BACKGROUND
Difficult urethral catheterisation in a male, non-trauma patient with urinary retention is often due to a false passage, urethral stricture or bladder neck contracture. When simple measures1 have failed, the usual choice is between use of a suprapubic catheter and cystoscopic catheterisation over a guidewire. However, suprapubic catheterisation has its contraindications and the wait for theatre can be long. An alternative strategy is the blind passage of the hydrophilic wire into the bladder in the emergency department,2–5 which is not without risk as the guidewire can end up in the false passage, ejaculatory duct or ureter.
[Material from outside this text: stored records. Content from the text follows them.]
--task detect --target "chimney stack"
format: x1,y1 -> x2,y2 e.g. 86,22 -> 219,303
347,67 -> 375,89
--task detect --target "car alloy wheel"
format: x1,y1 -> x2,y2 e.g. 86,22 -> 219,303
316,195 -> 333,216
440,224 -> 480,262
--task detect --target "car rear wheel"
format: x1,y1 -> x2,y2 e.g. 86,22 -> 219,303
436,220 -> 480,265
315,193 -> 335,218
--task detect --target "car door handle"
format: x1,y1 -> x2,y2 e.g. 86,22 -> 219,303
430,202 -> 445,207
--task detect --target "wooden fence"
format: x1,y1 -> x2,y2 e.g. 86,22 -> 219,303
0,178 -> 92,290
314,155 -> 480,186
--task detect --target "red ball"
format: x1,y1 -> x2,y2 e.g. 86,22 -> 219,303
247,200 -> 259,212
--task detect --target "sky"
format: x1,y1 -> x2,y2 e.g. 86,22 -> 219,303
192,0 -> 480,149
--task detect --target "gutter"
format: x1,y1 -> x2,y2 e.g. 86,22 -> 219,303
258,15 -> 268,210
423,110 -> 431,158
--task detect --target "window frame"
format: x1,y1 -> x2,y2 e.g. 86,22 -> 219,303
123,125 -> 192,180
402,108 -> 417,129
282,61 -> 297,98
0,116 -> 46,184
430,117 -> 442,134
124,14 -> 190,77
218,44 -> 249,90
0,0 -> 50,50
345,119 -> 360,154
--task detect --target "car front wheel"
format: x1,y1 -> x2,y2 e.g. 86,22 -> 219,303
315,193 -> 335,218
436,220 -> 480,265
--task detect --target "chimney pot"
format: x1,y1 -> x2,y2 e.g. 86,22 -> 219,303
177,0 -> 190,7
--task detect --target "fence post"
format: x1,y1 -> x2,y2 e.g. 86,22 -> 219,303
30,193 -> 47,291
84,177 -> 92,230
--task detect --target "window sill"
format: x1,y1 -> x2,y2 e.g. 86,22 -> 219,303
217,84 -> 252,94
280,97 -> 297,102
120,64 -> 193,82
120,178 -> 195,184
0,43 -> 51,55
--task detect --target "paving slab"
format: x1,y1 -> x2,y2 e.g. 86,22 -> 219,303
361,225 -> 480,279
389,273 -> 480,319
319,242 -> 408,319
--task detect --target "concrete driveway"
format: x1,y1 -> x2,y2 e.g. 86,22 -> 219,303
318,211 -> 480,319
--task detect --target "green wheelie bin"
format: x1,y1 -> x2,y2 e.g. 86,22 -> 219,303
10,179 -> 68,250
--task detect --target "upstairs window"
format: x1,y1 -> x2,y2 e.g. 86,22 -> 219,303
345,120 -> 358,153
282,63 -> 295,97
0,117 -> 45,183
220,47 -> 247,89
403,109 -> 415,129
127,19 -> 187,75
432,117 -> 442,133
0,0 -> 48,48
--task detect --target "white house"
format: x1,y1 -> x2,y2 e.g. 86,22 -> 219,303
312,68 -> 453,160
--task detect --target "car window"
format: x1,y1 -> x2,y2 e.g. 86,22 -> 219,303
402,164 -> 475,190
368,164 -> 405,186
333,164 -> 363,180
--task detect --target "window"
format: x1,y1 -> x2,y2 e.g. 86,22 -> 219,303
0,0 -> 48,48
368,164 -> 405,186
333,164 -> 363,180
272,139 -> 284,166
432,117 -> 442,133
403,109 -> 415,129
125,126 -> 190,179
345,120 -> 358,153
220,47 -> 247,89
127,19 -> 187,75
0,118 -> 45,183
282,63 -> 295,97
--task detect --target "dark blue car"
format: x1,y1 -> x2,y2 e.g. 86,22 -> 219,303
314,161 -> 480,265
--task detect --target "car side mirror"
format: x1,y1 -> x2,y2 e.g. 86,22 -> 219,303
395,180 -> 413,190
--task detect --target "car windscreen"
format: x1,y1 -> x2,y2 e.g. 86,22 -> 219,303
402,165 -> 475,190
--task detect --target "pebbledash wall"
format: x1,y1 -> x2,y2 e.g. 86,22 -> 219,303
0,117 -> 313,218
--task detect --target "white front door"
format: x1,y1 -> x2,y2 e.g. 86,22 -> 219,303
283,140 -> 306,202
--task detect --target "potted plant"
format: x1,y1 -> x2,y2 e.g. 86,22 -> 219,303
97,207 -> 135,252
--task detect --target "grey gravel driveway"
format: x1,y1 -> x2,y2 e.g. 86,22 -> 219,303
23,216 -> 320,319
We advocate ultrasonography visualisation of the “blind” wire, which makes this approach safer.
TECHNIQUE
Following the instillation of lubricating gel, a Sensor™ (Boston Scientific, Marlborough, MA, US) wire is passed in the urethra, its advance monitored using ultrasonography (abdominal transducer pointing over the bladder). Once the sufficient length of the wire is in the bladder, the operator can either pass an open tip 16–18Fr Foley catheter over the wire (if false passage is suspected) or perform dilation with S-Curve™ (Cook Medical, Bloomington, IN, US) urethral dilators (in the case of urethral stricture or bladder neck contracture) prior to catheterisation. If dilation is not tolerated, a temporary 6Fr ureteric catheter or 5/8Fr infant feeding tube can be passed instead.
DISCUSSION
The ultrasonography machine is now an indispensable part of the equipment of many emergency departments. The echogenicity of the guidewires makes it easy to ultrasonically visualise their passage into the full bladder. In our hands, this technique proved to be safe and effective.